1915, 7-10 april — Als voorzitter Dresselhuys de vergadering opent, zijn er 30 gedelegeerden uit 10 Europese landen en de Verenigde Staten. Er wordt overeenstemming bereikt over de oprichting van een Centrale Organisatie voor een Duurzame Vrede (Central Organisation for a Durable Peace). Haar voornaamste doel is niet de beëindiging van de huidige oorlog, maar het voorkomen van toekomstige oorlogen. Het secretariaat van de nieuwe organisatie zal samenvallen met dat van de Nederlandsche Anti-Oorlog Raad in Den Haag. (foto: Hotel Wittebrug 1912)
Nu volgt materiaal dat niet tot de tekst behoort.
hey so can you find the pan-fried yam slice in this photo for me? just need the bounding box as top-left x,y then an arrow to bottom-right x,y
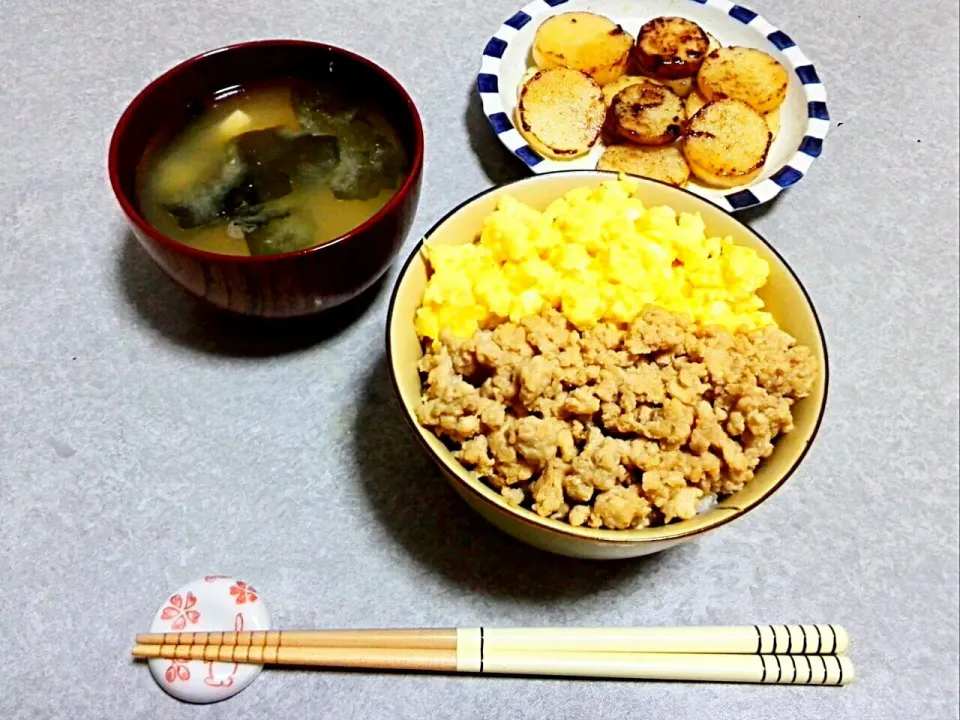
690,87 -> 779,138
683,99 -> 770,188
764,106 -> 781,138
517,68 -> 606,159
685,88 -> 709,117
517,66 -> 540,100
597,144 -> 690,187
634,17 -> 709,80
687,157 -> 764,189
532,12 -> 634,86
697,46 -> 789,114
608,80 -> 685,146
601,75 -> 649,105
650,32 -> 721,96
659,76 -> 693,98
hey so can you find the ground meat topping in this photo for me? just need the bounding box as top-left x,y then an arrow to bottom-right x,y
416,306 -> 817,529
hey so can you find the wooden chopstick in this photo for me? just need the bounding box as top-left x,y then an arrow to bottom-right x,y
135,625 -> 849,656
135,628 -> 457,650
131,643 -> 854,685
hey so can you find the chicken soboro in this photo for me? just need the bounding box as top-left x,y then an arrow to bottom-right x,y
416,306 -> 817,530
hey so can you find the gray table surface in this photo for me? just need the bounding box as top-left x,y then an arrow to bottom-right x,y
1,0 -> 958,717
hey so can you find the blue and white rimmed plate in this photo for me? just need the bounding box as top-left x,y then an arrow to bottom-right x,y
477,0 -> 829,212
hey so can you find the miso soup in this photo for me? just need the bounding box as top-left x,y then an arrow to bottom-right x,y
137,80 -> 408,256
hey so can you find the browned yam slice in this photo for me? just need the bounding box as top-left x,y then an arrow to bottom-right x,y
683,98 -> 771,188
687,156 -> 764,188
633,16 -> 709,80
690,86 -> 779,137
532,12 -> 634,85
517,66 -> 540,100
641,32 -> 719,96
657,75 -> 694,98
608,80 -> 686,146
601,75 -> 649,105
517,68 -> 606,159
597,144 -> 690,187
697,46 -> 789,114
685,87 -> 709,117
765,106 -> 781,138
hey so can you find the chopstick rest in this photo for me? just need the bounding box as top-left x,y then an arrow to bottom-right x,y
142,576 -> 271,704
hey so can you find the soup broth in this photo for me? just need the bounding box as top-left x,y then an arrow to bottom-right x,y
137,80 -> 408,256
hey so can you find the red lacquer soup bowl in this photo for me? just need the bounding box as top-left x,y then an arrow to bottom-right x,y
109,40 -> 424,317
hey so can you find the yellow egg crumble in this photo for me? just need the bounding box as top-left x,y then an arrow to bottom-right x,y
415,178 -> 774,340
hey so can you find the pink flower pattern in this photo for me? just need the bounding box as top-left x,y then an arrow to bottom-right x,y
164,659 -> 190,683
160,592 -> 201,630
153,581 -> 264,697
229,581 -> 258,605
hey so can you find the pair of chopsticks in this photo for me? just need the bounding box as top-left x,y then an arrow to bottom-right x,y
133,625 -> 854,685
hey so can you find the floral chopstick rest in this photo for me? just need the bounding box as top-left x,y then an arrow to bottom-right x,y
146,576 -> 271,703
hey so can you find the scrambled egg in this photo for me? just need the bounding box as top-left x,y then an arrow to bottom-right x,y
415,178 -> 774,340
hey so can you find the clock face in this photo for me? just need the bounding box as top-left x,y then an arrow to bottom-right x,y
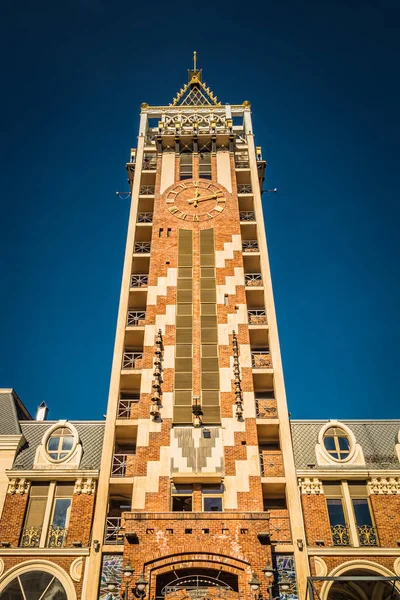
165,180 -> 226,221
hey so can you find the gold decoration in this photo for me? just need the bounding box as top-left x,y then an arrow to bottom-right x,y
20,527 -> 41,547
242,100 -> 251,107
47,526 -> 68,548
358,524 -> 378,546
331,524 -> 350,546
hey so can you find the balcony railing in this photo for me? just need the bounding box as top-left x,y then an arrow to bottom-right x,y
104,517 -> 124,545
269,513 -> 291,543
259,451 -> 284,477
130,274 -> 148,288
358,524 -> 378,546
245,273 -> 263,287
145,134 -> 156,146
122,352 -> 143,370
117,398 -> 139,419
111,453 -> 136,477
242,240 -> 259,252
139,185 -> 155,195
127,310 -> 146,326
137,212 -> 153,223
240,211 -> 256,222
134,242 -> 151,254
256,398 -> 277,419
20,527 -> 41,548
331,524 -> 351,546
47,526 -> 68,548
142,159 -> 157,170
252,350 -> 272,369
238,184 -> 252,194
248,309 -> 267,325
235,159 -> 250,169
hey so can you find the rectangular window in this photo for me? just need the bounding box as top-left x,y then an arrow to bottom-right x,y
180,152 -> 193,180
349,482 -> 377,546
21,483 -> 50,548
202,484 -> 223,512
47,483 -> 73,548
199,152 -> 212,180
171,484 -> 193,512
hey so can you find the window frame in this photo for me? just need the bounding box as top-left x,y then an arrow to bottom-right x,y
318,421 -> 357,464
42,422 -> 79,465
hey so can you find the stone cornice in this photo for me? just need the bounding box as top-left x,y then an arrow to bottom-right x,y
297,469 -> 400,479
6,469 -> 99,480
0,435 -> 25,452
367,477 -> 400,494
0,548 -> 90,556
124,512 -> 270,521
308,547 -> 400,556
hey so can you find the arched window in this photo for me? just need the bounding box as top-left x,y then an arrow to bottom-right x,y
323,426 -> 351,460
46,427 -> 74,460
0,571 -> 67,599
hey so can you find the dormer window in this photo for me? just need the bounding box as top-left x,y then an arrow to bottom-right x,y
47,428 -> 74,461
323,427 -> 351,460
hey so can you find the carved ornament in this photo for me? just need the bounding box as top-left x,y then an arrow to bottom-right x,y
299,477 -> 323,495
1915, mei-juni — De Centrale Organisatie, de enige internationale organisatie van vredesactivisten gedurende de oorlog, zendt haar Manifesto & Minimal Program naar sympathisanten en dagbladen over de hele wereld. Zij is op zoek naar vredes-specialisten (geen politici) die hun land kunnen vertegenwoordigen tijdens een toekomstige derde internationale vredesconferentie in Den Haag. Ahmad Yazdání en ‘Alí-Muhammad Ibn-i-Asdaq, twee bahá’ís in Teheran (Perzië), vestigen de aandacht van de Centrale Organisatie op ‘Abdu’l-Bahá.
1915 — Het Ottomaanse Rijk (Turkije), daaronder valt ook de Levant, had de kant gekozen van Oostenrijk-Hongarije en Duitsland. Om het Suezkanaal te beschermen beginnen de Britten en Fransen een marine blokkade in de Middellandse Zee. Communicatie met en reizen van en naar de regio worden bijna onmogelijk. (foto: de pantserkruiser Jeanne d’Arc)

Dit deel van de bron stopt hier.